Fabrice Nicolino [1] : Les SDHI sont des fongicides : ils s’attaquent aux champignons et moisissures. Arrivés en France surtout après 2013, ces pesticides sont épandus sur environ 80% des surfaces de blé et d’orge, mais aussi sur les tomates, les semences, les pommes de terre, la vigne, les arbres fruitiers. On en trouve également sur les terrains de foot et sur les terrains de golf.
Comment opèrent-ils ? Ils s’attaquent à la fonction respiratoire des cellules des champignons – la « SDH », ou succinate déshydrogénase. Vendus comme des produits « à cible » – ne s’attaquant qu’aux champignons –, les SDHI ne font en fait aucune différence entre les êtres vivants : ils s’attaquent à la fonction respiratoire des champignons, mais aussi à celle des vers de terre, des abeilles et des êtres humains. Or, les défauts et déficiences de la SDH peuvent entraîner de nombreuses maladies souvent épouvantables. Il y en a des dizaines, certaines extrêmement rares, d’autres très fréquentes, parmi lesquelles Alzheimer et Parkinson, des diabètes, des myopathies, des convulsions généralisées, etc. Un mauvais fonctionnement de la SDH peut aussi entraîner des cancers. Toutes ces maladies ne sont pas forcément dues à une déficience de la SDH, mais elles peuvent l’être.
C’est un scientifique, Pierre Rustin, directeur de recherche émérite au CNRS, qui lance l’alerte à l’automne 2017. Il vient de découvrir l’existence des SDHI et, très inquiet, contacte l’Anses, l’agence de sécurité sanitaire en charge de ces questions [2]. La suite ne correspond pas tout à fait à ce qu’il attendait….
C’est le moins que l’on puisse dire ! Pierre Rustin, grand spécialiste des maladies mitochondriales – c’est-à-dire provoquées par une anomalie de la SDH –, découvre l’existence des SDHI par hasard. Nous sommes en octobre 2017 et Pierre Rustin ne sait rien des pesticides. Il ne s’y est jamais intéressé. Il est occupé à réaliser une bibliographie, à compiler des documents portant sur son domaine de recherche, quand il tombe sur les SDHI. Or, Pierre Rustin sait que la SDH est présente dans la (presque) totalité des êtres vivants. Il comprend immédiatement que le danger est immense.

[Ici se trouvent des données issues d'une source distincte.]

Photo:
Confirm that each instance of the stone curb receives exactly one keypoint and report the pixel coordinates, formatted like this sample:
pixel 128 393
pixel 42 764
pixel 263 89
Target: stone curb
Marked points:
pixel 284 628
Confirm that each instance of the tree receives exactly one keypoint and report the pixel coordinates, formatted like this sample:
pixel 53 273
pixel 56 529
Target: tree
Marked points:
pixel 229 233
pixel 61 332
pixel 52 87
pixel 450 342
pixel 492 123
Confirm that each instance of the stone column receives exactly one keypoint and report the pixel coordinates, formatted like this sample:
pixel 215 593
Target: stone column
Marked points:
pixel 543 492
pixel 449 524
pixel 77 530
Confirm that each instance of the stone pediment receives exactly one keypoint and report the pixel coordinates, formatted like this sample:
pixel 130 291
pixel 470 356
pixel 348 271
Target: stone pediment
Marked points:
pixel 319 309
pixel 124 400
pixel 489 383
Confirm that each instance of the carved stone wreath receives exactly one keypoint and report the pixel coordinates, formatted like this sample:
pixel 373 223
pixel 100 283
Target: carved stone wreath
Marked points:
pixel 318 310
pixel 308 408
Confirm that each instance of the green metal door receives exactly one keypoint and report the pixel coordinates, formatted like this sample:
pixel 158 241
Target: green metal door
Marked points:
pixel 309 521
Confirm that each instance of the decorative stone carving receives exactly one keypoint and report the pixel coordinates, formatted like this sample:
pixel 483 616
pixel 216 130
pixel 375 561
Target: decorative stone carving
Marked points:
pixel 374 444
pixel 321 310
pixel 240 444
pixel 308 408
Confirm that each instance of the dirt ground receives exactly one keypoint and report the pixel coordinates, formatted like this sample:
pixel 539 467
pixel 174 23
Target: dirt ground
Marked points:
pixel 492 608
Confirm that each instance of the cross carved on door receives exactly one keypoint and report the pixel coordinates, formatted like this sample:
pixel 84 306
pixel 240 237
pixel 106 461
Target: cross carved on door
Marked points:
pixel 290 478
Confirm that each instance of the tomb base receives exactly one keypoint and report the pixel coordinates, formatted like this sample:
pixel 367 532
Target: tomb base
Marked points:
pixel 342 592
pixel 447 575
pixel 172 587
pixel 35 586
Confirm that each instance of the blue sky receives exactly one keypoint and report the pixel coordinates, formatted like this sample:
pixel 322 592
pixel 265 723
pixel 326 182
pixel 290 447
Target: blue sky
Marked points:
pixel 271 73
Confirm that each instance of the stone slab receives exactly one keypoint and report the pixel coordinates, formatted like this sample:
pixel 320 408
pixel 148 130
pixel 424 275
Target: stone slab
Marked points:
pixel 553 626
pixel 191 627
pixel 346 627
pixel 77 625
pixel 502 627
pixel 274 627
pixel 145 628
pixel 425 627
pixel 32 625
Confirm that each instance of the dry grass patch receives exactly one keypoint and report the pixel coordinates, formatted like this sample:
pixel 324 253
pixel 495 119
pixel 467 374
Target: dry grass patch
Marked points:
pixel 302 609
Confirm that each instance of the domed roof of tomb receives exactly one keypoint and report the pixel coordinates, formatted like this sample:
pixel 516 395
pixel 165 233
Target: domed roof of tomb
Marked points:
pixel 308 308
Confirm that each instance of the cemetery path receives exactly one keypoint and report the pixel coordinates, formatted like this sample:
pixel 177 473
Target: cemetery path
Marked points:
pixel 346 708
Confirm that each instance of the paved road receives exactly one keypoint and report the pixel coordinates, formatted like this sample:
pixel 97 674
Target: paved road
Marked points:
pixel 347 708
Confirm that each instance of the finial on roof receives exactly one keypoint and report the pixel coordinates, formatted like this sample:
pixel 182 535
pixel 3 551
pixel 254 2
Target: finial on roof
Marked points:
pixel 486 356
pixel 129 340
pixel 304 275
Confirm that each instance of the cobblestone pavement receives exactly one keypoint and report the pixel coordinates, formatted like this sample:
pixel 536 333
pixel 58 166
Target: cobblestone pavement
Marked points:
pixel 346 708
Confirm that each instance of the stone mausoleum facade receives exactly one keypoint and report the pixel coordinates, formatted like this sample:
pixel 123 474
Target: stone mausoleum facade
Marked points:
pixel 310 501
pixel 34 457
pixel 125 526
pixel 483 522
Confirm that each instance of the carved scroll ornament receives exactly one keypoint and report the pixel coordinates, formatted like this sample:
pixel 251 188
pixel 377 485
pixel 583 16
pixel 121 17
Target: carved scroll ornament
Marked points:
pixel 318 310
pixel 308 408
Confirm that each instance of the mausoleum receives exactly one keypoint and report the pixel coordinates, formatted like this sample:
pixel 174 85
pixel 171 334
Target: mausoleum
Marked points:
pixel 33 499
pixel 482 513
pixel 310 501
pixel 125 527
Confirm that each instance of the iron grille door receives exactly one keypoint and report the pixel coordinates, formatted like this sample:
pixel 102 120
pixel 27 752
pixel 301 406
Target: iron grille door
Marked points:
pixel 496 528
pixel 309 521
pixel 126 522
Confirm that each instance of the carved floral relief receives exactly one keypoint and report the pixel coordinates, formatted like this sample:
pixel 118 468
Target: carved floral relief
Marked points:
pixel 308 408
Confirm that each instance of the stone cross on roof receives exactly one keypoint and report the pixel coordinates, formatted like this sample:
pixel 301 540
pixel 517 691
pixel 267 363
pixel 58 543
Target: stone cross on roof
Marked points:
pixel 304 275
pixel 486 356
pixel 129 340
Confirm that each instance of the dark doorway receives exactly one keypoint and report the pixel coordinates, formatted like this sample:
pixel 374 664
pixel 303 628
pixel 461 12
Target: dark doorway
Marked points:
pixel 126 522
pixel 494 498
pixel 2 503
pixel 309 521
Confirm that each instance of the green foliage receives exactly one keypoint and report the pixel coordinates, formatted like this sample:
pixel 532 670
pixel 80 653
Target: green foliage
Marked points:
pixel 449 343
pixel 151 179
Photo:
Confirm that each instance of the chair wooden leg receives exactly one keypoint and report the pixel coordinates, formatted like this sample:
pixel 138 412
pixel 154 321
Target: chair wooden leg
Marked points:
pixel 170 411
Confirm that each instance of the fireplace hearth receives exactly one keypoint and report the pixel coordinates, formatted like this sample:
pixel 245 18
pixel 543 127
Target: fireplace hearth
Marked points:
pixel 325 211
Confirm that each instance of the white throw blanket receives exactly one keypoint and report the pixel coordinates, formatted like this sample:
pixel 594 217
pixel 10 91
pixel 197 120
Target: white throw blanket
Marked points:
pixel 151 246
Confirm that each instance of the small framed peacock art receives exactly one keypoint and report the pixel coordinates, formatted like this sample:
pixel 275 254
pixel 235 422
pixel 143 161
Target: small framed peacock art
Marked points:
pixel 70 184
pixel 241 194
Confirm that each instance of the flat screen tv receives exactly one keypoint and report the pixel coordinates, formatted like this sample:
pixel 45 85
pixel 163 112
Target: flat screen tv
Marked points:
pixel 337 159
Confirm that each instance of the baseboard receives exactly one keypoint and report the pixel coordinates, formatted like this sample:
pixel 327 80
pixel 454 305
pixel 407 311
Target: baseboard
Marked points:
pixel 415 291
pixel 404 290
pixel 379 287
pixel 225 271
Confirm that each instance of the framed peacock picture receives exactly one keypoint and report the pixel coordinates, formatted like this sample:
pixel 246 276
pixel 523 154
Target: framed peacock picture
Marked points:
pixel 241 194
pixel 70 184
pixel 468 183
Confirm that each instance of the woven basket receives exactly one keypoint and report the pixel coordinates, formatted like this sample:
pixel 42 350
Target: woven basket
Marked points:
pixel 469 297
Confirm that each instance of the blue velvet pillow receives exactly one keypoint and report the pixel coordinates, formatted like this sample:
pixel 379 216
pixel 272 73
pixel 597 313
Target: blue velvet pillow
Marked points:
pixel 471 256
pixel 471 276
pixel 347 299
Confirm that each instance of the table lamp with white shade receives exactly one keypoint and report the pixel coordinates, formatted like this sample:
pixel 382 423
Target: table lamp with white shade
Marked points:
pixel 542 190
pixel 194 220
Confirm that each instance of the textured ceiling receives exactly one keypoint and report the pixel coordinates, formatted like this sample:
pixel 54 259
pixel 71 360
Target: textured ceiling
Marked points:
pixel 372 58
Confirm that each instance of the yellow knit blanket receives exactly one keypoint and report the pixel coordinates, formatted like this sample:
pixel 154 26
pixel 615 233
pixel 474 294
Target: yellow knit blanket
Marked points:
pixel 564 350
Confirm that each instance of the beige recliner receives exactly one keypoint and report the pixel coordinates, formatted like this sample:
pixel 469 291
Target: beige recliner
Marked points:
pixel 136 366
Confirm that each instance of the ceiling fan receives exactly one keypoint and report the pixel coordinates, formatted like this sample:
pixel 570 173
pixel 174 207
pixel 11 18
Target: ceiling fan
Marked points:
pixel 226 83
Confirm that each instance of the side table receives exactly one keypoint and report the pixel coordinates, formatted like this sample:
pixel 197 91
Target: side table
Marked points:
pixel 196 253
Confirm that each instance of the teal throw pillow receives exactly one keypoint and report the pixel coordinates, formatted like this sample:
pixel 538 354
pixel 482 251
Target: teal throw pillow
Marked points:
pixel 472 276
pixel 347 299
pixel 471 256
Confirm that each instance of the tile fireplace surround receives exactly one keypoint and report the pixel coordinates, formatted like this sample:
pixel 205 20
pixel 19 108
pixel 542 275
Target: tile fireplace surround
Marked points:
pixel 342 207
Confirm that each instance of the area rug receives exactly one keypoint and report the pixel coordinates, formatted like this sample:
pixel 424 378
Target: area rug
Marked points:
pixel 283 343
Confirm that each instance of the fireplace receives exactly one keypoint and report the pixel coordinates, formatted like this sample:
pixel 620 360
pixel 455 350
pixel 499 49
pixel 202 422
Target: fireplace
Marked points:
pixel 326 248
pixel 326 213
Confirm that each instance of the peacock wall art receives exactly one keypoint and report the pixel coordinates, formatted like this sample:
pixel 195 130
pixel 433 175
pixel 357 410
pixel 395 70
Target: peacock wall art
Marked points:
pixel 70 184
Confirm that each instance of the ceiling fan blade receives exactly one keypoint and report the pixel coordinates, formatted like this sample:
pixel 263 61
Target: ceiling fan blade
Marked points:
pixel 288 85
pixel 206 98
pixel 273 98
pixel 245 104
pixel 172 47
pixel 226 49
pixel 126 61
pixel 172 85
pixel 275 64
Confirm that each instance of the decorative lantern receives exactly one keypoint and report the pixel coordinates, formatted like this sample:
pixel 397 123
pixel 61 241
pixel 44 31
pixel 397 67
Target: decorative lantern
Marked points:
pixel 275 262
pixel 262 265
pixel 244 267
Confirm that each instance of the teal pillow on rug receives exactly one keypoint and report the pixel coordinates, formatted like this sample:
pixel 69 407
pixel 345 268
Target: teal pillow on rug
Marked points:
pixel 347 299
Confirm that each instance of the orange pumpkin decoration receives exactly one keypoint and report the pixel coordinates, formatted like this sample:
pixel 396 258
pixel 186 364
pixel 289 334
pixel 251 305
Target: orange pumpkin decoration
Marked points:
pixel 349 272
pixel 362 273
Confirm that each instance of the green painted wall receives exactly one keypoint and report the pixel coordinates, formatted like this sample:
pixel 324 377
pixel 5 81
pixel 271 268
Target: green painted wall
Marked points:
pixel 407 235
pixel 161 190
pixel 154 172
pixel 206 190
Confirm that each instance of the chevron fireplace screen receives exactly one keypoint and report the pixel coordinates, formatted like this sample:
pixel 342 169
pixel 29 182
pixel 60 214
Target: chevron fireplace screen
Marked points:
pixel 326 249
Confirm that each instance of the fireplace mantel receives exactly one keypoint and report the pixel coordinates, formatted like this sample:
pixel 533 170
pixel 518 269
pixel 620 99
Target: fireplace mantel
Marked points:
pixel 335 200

Il est stupéfait et indigné. Indigné parce qu’il travaille sur les maladies mitochondriales depuis 40 ans – 40 ans à essayer de sauver des vies – et qu’il réalise soudain que des produits susceptibles de provoquer ces maladies ont été mis en vente, puis épandus, sans que personne n’en sache rien. Dans la foulée, il téléphone à l’Anses, imaginant alors que « quelque chose » va commencer. Il pense qu’une agence de sécurité sanitaire est là pour aider la société. Comment le lui reprocher ?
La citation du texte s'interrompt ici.